Je hebt in een klas altijd drie groepen leerlingen: de goeien, de grote middengroep en de groep die niet te inspireren is. Als het even tegenzit, word je als docent als het ware naar die laatste groep toe gesleurd. Een klassieke beginnersfout is dan ook om vooral de klieren in de klas aandacht te geven. Bedenk dat negatieve aandacht ook aandacht is. Dus eigenlijk beloon je de klieren dan. Doe dit dus niet; alle leerlingen willen aandacht. En verdienen aandacht.
Het is beter om afspraken samen met de klas te maken dan aan het begin eenzijdig een hele zwik regels vast te stellen. Zorg voor draagvlak. Nog belangrijker is dat regels en afspraken na te leven zijn. Als leerlingen merken dat jij niet optreedt als een afspraak wordt overtreden, dan verlies je je geloofwaardigheid.
Bij geklier is de verleiding groot om je toevlucht te nemen tot straf. Dat kan, maar bouw dit wel op. Je kunt niet heel lang niets doen en dan opeens iemand eruit sturen. Beter is het om een heel scala aan maatregelen te benutten.
Je kunt met een klas in zo’n spiraal komen waarin alleen nog maar geklier en negatieve opmerkingen worden uitgewisseld. Laat je daar niet in meesleuren. Kom uit die spiraal en deel eens een compliment uit. Beloon gewenst gedrag.
Je moet van je lesplanning of schema af kunnen wijken zonder dat je jezelf oplegt er later weer op in te lopen. Daar word je alleen maar onzeker van. Een te strakke lesplanning blokkeert je creativiteit en vrijheid om goed te reageren op wat er in de klas gebeurt. Laat het dus een beetje op je afkomen. Wees flexibel.
Misschien ben je allang blij als je in de buurt aan de slag kunt op een school. Maar onderschat niet hoe belangrijk het is dat je je thuis voelt op een school. Kijk je prettig terug op het sollicitatiegesprek? Staat de inrichting van de school je aan? Hoe was de sfeer? En past de identiteit van de school bij je? Kies een school die bij je past!
Veel beginners hebben de neiging te veel uren te nemen en hebben het gewoon erg druk. Wat er dan bij inschiet, is het analyseren, het terugkijken op je eigen functioneren. Maar dat moet echt, liefst samen met anderen. En blijf niet hangen in ‘het ging wel’. Zoek iemand die je kan helpen in te zoomen op gebeurtenissen die iets zeggen over hoe je het doet in de klas.

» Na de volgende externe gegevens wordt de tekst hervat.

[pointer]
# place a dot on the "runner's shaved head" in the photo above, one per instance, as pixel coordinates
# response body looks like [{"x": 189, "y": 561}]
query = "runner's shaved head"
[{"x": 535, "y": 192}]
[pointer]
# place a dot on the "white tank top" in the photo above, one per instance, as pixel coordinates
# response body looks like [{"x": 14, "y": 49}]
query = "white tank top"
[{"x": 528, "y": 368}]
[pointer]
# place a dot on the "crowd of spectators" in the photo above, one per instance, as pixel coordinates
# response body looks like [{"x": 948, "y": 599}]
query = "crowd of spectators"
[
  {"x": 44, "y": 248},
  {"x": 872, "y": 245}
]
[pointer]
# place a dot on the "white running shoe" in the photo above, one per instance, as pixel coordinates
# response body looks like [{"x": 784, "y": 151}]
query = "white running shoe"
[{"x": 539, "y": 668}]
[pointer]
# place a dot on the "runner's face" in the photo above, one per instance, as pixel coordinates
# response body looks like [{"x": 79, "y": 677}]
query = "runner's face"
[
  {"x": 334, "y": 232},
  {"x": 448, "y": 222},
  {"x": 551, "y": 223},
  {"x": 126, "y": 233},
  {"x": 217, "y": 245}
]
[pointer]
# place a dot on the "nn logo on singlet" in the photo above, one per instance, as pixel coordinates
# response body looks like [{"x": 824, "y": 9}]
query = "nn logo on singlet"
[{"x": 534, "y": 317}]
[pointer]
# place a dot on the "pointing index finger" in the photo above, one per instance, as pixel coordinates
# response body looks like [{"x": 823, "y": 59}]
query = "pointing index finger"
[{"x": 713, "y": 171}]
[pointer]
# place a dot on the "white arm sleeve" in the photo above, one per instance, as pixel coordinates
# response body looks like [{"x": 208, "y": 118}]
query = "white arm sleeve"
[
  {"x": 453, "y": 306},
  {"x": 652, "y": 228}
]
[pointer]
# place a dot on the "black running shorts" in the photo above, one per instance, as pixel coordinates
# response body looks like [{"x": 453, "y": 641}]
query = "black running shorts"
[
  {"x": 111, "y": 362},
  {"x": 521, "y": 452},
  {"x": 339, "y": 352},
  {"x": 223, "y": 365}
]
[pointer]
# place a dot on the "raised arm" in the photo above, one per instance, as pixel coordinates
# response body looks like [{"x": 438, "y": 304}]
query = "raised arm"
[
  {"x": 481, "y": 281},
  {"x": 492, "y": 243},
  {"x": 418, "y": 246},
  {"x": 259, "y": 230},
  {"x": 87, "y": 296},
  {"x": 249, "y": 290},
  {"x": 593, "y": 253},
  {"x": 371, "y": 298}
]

Als tips altijd zouden werken, zou niemand meer overspannen raken of een burn-out krijgen. Was het maar zo simpel. Een goede docent word je toch vooral door het opdoen van ervaring, door het leren aanvoelen van situaties, door je eigen sterke kanten te leren kennen. Tips zijn handig, maar niet als waarheden. Praat er liever over. Want in gesprek met een ander kom je erachter wat deze tips voor jou betekenen.